I am living Now, which is just where I belong.
It’s that time of the year again, and I’ve been looking forward to it. Silver lights suspended all around town from the beautiful Haussmanian balconies, and neat rows of red and blue cabins erected in the town center. The Christmas Market is the embodiment of the spirit of the season. I love the glow of the lights, the smell of cinnamon and mulled wine, and the glorious explosion of rich colors. The holiday season is a beautiful time to be alive.
With this lovely image in mind, I dance out of work, looking forward to strolling about the market on my way home. My spirit is light, and I’m surprised there aren’t twittering doves lifting my coattails on the way out.
I arrive at the market with a bounce in my step.
A young couple is swinging their bags as they stroll, and they’re unceremoniously perfect in converging into my path, cutting me right off. No matter, they must be so lost in their loving reverie that they didn’t see me.

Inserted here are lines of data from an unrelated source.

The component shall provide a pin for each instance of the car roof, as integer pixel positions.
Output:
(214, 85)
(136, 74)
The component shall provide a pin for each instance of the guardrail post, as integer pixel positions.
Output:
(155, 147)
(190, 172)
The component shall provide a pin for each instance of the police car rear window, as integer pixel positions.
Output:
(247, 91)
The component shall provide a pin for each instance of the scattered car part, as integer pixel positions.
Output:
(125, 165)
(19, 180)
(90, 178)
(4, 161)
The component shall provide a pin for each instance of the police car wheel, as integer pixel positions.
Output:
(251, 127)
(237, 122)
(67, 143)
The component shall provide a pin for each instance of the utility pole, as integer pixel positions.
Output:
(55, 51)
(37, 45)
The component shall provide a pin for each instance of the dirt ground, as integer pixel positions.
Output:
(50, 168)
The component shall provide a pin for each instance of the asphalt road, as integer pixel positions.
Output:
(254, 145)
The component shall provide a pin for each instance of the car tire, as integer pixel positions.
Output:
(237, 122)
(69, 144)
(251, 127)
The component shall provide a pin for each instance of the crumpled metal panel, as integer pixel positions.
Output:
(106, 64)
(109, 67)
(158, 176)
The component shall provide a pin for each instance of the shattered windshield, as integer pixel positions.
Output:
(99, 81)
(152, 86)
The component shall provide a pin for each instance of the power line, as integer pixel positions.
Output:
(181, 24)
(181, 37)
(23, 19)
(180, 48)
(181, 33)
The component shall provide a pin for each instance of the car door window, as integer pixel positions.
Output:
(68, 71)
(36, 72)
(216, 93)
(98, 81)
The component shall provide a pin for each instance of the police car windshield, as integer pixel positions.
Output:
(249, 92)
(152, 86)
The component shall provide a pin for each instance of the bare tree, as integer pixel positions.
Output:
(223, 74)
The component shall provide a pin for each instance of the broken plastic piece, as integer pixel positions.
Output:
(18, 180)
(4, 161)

Then my heart starts to sink as I pass by each little cabin.
Vendors are selling snake oil and toe socks, ugly overpriced jewelry and cured saucisson that smell like feet. Waffles and churros are made from boxed mixes and dredged with off-brand imitation Nutella. Sacrilege.
Warped speakers vomit out “Last Christmas,” and the tinny sound of George Michael narrates my walk through town. The song echoes and distorts off the storefronts, intercut with snippets of banal dialogue.
A vendor is displaying huge slabs of chocolate, filled with nuts and dried fruit. There is no plastic barrier, and I imagine passersby inadvertently touching the chocolate with their putrid hands, and germy children sneezing all over it. Merry Christmas, Grandma; here’s a taste of gastroenteritis.
A group of sour-smelling, salty-looking homeless dudes play patty cake while their dogs gnaw at their rope collars. One dog is spreading his own Christmas cheer all over the sidewalk; something tells me he hasn’t been eating enough kibbles.
All the while, George Michael’s buttery voice indulges the word “special,” and it’s following me at every turn. His sensual whispers are giving me douche chills. I try to keep my spirits up as he flirtatiously caresses each word, but it’s starting to wear on my soul.
Just ahead, a fat homeless guy shuffles along, muttering to himself. At once, like a backfiring jalopy, he fires out of both ends. He releases a massive wet fart, then coughs up onto the cobblestone.
A crescendo of wails starts up from the other side; a kid has just evacuated his churro all over the front of his jacket. Mom looks beyond exasperated, and she herself is fighting the urge to gag as she wipes up her kid with cheap disintegrating napkins.
I don’t have time to wish them a Merry Christmas because I’m dancing around the pavement now, swerving and side-stepping the well-trodden doggie piles. Like an unholy mandala, the traces of shit radiate outward from the foul nucleus. Animals.
This is no Christmas market. This is criminal. This is a farce.
On a human level, this is offensive. They’ve taken the spirit of Christmas, dolled it up with rouge and cheap perfume, and sold her off to the highest bidder. They’ve turned her out, and for what? As Seen On TV gimmicks and radio-controlled planes that the vendor insists on dive-bombing in front of you, expecting you to be impressed. Where are the homemade crepes with real fucking Nutella? Where’s the hippie selling handmade hemp bracelets and artisanal soap? This is sordid business.
Tim Curry is laughing diabolically somewhere, as “Time of My Life” starts to ooze out of the speakers. I gotta get outta here, man.
The holiday season is a beautiful time to be alive? Humbug.